Burnout sees more GPs resigning to become locums
Exclusive: A growing number of GPs are resigning from their practices to become locums mid-way through their careers because they are burning out from rising stress and workload, the head of the country's largest group of sessional GPs has claimed.
Dr Richard Fieldhouse, chief executive of the National Association of Sessional GPs – which represents 1,000 locum and salaried GPs - said mounting financial pressures and a desire to go ‘back to basics' was driving an increasing number of partners to resign.
Speaking to Pulse for this week's Big Interview, Dr Fieldhouse said more than 20 partners had joined his network of 70 GPs working from eight locum chambers in the south west of England.
It comes amid soaring demand for locums as partners devote time to commissioning work, with Pulse reporting in January the average cost of hiring locums had risen 9% in a year.
And one medical accountant said she had been approached by three salaried GP clients in the past month who wanted to become locums.
Dr Fieldhouse, a GP in Chichester, said: ‘Unfortunately you have lots of GPs burning out.'
‘Over the last couple of years we have had 20 or so partners who have resigned from their local partnerships to join the chambers.'
Possible reasons for the shift included pressure from CCGs to make efficiency savings, ‘instability' caused by the NHS reforms and a desire for an improved work-life balance, he said: ‘Practices are finding it hard to actually get people to become partners because there is just so much change.'
Medical accountants said they had also noticed the trend.
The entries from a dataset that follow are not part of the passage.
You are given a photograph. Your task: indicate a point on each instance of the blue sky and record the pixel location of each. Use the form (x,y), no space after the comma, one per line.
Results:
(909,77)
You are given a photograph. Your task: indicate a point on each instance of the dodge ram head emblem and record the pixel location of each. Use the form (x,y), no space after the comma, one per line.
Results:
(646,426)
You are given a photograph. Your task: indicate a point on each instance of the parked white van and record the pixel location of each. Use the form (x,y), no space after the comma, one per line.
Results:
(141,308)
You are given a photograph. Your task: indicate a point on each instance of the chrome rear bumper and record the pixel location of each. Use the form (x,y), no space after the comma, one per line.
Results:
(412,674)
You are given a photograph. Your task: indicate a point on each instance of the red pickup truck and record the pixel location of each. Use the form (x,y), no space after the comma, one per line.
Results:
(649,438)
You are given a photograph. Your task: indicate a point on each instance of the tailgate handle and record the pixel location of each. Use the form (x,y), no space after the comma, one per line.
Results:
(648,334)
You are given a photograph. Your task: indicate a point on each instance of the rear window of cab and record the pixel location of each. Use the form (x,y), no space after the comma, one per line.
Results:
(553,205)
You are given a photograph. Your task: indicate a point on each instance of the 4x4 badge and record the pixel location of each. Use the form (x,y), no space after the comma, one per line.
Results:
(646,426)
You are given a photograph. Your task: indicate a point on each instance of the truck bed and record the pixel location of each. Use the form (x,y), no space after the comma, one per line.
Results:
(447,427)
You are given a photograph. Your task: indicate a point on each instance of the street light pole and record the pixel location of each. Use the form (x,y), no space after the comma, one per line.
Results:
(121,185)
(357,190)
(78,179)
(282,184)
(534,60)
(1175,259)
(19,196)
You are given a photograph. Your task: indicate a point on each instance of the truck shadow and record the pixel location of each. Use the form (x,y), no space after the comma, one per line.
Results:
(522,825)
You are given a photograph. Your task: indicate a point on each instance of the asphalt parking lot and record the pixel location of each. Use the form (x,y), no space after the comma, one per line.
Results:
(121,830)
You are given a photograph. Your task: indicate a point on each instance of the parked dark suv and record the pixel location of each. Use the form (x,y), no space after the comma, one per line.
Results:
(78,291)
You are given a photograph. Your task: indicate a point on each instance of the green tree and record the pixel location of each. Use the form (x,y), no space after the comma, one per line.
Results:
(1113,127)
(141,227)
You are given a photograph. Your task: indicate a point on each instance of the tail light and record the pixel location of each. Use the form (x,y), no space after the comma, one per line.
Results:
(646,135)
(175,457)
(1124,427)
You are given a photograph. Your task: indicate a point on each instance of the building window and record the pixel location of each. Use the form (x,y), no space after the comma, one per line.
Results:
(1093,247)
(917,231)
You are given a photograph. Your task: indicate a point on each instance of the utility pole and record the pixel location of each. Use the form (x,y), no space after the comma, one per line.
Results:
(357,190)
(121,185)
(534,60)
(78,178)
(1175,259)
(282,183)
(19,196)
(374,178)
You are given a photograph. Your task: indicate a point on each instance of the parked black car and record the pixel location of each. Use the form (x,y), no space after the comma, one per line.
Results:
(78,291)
Rosemary Smith, senior partner at RS Medical Accountancy, said: ‘Salaried GPs are not getting paid like their partners but because they are still experiencing the politics side of general practice and the extra work in their surgeries, they are thinking they would be better off becoming a locum.
‘I have had three GPs contact me in a month'.
Bob Senior, head of medical services at RSM Tenon, said while he was not aware of any partners having made the transition, a number had said they would like to: ‘GPs do say that locums have a better time of it as they don't have the stress.'
Dr Peter Swinyard, chair of the Family Doctor Association, said a number of his members had made the switch from partner to locum: ‘It isn't surprising when you can make more money from being a locum then from being a principal. The day job has become very hard and unrewarding'.